The release of the draft map of "the" human genome sequence in 2000 raised hopes that the genetic sources of human variability, and especially disease, would soon be identified. But it has become increasingly clear that the sequence overlooks a major source--perhaps the major source--of genetic variation.
In the years after the sequence was mapped, the International HapMap Project worked to identify some ten million common alterations of individual bases throughout the genome. These "single-nucleotide polymorphisms," or SNPs, constitute a molecular fingerprint or genotype, and companies now offer microarrays to test subsets of them. Researchers look for correlations of disease with particular variants to locate nearby genes that may cause disease. With a few exceptions, though, this process been rather slow, and the genes it finds explain only part of the genetic contribution to disease.
One reason for this--although not the only one--is that the sequence differences don't reflect important genetic differences that arise when large segments of the gene are missing, duplicated, or reversed. Researchers estimate that these "structural variants" affect many more bases than the individual base changes. The importance of these changes was recognized early on in cancer, where they arise from the disruption of the usual quality-control mechanisms of DNA replication, but the past few years have shown that their influence is much more widespread.
The changes were previously invisible because the usual method of sequencing first chops up the DNA into many smaller pieces, whose base sequence is easier to determine. The different sections are then compared in software to see how they match up. With enough overlap and duplication, researchers can make a reasonable guess for the original long sequence. But this method breaks down in regions where sequences occur more than once, because there are many ways to match things up.

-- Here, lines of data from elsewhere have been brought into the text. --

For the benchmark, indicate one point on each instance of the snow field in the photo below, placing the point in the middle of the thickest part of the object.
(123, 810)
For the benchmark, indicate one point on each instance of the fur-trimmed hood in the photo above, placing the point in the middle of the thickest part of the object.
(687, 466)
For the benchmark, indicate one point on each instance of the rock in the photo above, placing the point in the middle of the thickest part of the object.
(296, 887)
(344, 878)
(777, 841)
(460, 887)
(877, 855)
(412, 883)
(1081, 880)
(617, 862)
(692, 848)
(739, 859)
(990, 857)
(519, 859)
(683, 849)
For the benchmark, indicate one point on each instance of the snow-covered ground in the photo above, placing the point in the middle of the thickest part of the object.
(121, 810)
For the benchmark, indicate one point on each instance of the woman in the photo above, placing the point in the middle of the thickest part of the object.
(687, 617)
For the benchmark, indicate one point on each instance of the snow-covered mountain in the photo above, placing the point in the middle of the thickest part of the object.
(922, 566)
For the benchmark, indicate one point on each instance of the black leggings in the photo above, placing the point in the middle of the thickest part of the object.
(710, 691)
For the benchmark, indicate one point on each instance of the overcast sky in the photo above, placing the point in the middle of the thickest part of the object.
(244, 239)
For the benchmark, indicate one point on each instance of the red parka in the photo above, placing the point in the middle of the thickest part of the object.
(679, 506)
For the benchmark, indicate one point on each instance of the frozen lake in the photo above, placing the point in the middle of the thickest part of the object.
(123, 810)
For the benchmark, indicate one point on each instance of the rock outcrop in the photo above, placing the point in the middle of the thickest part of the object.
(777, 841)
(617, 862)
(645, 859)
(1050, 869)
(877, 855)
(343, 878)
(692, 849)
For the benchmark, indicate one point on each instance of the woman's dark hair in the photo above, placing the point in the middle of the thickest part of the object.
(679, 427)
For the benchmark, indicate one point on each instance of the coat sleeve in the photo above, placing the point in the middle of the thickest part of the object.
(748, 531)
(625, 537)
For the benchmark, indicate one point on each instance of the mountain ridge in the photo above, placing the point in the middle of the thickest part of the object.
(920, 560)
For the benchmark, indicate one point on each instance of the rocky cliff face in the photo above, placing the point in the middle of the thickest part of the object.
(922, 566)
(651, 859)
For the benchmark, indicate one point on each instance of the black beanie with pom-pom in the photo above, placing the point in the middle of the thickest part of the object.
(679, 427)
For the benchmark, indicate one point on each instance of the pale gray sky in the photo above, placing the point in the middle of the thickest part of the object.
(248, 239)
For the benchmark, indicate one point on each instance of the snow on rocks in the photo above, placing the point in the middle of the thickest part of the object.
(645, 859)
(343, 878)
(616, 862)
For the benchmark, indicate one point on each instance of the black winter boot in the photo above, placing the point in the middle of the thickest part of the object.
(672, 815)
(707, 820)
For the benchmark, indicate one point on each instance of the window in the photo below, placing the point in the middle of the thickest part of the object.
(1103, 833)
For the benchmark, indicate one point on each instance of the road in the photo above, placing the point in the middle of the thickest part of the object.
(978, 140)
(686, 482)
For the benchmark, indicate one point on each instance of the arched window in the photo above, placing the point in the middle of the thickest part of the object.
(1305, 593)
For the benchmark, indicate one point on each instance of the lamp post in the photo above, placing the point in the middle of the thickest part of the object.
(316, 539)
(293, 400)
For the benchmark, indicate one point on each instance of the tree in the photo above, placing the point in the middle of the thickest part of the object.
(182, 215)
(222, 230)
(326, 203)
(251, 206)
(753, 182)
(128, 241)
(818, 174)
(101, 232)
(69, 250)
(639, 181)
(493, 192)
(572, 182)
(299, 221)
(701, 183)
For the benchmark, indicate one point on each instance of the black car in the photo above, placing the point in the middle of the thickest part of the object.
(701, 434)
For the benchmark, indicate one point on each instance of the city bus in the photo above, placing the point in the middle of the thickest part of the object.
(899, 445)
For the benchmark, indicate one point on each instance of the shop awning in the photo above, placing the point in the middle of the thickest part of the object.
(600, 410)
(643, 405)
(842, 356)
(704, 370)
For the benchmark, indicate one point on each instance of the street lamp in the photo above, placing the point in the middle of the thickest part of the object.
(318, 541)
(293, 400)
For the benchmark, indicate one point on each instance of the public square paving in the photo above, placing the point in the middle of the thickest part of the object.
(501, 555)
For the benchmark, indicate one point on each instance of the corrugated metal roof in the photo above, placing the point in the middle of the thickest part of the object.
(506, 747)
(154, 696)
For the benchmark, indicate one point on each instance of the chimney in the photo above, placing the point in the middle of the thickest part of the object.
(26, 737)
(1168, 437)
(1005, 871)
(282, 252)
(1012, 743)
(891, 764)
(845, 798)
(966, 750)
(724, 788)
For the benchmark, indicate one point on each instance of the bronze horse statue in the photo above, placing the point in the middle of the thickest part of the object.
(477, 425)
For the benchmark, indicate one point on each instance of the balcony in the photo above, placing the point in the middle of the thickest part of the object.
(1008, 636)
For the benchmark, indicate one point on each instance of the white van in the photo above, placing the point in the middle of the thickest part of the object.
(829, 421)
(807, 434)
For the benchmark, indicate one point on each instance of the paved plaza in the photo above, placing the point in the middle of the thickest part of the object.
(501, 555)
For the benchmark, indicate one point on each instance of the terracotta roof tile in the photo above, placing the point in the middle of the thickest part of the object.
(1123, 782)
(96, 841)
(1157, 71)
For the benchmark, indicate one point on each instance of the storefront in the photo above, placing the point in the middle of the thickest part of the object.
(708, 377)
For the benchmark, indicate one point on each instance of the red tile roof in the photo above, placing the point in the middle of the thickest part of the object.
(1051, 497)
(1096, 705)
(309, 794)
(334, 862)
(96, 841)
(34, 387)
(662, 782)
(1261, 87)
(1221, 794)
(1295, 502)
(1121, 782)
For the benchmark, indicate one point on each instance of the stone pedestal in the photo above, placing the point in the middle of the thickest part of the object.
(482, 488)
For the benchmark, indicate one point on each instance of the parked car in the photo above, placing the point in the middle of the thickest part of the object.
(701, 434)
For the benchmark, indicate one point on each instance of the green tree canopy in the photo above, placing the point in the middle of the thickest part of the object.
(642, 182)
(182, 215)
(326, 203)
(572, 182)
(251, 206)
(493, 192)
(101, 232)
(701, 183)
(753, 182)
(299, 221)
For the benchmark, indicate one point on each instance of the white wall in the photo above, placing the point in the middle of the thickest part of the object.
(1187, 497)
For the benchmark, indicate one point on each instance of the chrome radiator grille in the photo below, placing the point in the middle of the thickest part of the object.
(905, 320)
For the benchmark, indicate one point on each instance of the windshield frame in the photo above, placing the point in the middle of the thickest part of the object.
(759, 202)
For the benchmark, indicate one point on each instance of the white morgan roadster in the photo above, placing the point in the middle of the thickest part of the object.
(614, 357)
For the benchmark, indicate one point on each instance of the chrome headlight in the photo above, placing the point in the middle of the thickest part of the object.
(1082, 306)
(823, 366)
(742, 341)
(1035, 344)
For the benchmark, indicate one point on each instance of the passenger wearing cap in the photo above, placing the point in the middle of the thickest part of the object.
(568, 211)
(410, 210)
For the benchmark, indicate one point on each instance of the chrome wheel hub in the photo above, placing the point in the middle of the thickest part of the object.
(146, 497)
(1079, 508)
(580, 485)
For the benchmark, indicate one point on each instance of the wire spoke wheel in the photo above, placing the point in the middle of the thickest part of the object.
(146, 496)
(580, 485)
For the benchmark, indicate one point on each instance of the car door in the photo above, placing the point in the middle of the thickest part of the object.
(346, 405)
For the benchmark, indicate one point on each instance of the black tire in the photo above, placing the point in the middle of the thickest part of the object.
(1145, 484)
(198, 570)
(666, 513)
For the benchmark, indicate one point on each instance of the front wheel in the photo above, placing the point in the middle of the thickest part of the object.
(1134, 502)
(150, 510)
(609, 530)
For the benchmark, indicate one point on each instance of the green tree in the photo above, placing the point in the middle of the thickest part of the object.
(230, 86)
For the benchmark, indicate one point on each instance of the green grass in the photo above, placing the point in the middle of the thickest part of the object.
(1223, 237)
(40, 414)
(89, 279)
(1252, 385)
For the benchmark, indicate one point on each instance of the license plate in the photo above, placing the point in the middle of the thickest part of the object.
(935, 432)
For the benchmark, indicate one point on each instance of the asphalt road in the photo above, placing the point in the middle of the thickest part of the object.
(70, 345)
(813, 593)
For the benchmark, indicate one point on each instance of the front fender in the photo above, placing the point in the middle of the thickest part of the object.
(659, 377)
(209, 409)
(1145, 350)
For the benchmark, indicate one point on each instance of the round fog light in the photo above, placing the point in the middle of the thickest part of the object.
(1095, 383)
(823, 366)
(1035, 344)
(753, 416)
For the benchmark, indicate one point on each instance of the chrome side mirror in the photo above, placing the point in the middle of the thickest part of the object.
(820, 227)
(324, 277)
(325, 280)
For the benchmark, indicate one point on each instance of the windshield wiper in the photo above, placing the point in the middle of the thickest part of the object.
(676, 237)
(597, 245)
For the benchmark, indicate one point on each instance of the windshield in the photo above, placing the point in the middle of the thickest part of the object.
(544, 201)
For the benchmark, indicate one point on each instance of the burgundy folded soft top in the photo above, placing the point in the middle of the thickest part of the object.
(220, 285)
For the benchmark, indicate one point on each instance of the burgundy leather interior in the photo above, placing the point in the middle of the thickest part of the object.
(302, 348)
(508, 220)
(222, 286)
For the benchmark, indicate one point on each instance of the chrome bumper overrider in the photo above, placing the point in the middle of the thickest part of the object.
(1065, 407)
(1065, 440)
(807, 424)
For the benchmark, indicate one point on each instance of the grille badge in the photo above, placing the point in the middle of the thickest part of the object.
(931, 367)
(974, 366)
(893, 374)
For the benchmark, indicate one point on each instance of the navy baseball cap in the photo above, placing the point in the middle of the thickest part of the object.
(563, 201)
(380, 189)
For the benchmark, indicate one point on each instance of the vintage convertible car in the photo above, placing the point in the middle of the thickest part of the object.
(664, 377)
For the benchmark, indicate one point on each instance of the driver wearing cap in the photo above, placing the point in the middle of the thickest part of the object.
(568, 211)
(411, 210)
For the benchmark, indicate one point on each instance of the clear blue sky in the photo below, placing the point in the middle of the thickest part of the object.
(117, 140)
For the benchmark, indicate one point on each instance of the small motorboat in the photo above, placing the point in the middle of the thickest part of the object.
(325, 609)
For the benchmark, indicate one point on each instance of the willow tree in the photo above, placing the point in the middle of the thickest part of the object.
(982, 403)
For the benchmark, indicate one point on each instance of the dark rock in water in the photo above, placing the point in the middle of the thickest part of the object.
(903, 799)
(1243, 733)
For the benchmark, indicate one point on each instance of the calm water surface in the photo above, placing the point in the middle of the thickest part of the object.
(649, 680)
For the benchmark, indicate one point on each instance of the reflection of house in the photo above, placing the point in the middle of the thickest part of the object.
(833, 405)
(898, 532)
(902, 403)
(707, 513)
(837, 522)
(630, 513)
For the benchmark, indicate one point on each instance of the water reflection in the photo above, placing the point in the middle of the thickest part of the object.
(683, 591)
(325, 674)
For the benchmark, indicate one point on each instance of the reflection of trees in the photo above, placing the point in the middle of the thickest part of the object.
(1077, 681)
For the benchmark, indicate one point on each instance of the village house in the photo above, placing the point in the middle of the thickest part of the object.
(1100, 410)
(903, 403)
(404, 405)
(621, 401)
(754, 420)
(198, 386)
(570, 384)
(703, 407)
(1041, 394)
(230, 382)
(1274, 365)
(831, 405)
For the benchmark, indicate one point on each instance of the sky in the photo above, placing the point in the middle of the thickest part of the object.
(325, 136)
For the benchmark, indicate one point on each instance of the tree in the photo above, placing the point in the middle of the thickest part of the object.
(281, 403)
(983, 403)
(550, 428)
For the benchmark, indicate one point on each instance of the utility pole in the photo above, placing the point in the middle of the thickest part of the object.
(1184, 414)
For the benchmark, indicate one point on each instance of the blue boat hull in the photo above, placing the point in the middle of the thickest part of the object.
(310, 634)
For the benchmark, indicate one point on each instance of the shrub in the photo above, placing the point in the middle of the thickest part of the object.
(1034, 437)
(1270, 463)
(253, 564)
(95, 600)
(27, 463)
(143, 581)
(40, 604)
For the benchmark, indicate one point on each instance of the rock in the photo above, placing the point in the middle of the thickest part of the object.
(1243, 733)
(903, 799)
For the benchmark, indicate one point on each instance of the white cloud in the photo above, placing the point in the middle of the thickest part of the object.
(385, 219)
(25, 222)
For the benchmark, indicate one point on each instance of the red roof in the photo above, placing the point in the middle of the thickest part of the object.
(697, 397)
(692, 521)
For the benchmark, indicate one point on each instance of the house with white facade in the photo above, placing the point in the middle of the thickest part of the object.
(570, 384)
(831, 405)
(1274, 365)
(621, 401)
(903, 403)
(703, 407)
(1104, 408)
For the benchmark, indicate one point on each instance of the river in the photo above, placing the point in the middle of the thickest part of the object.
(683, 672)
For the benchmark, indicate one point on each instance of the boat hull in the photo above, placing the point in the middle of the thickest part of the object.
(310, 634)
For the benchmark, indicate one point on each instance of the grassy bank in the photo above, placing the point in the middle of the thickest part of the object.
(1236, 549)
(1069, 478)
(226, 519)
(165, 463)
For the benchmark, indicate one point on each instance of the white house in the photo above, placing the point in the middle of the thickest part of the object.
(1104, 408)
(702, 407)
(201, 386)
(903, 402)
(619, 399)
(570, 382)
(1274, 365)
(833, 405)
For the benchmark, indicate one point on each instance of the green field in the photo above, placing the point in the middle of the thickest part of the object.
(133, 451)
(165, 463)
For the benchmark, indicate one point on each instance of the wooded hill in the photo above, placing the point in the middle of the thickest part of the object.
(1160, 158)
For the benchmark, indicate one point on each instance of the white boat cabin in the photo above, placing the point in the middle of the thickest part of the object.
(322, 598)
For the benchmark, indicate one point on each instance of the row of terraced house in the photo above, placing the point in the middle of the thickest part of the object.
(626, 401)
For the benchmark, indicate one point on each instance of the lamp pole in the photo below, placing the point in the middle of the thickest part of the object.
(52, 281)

In recent years, experimenters have devised several techniques for finding copy-number variations arising from insertions or deletions, as well as inverted sections. For example, Mike Snyder's group at Yale developed a method that I covered for the New York Academy of Sciences (if you're not a member, look at "Go Deep" in the NYAS section of the "Clips" tab at my website). Most of the regions are 3,000-1,000 base pairs in length.
These changes contribute to many diseases. Last year, for example, an international consortium found that structural variants play a role in schizophrenia. But instead of fingering a few key suspects, the results pointed to hundreds of copy-number variations, each one of which has only a small effect. Interestingly, some of the same genetic regions seem to be involved in other mental illnesses.
Like genetic studies that use SNP genotypes, these results highlight the complex nature of many diseases, and the many distinct disruptions that can cause them. Treating these diseases may require a better understanding of the complete networks of interactions that underlie them. At the same time, different diseases seem to have important elements in common, and perhaps should be thought of as members of disease families.
The next few years should see a dramatic increase in the understanding of structural variants in human differences and disease as well as in human evolution.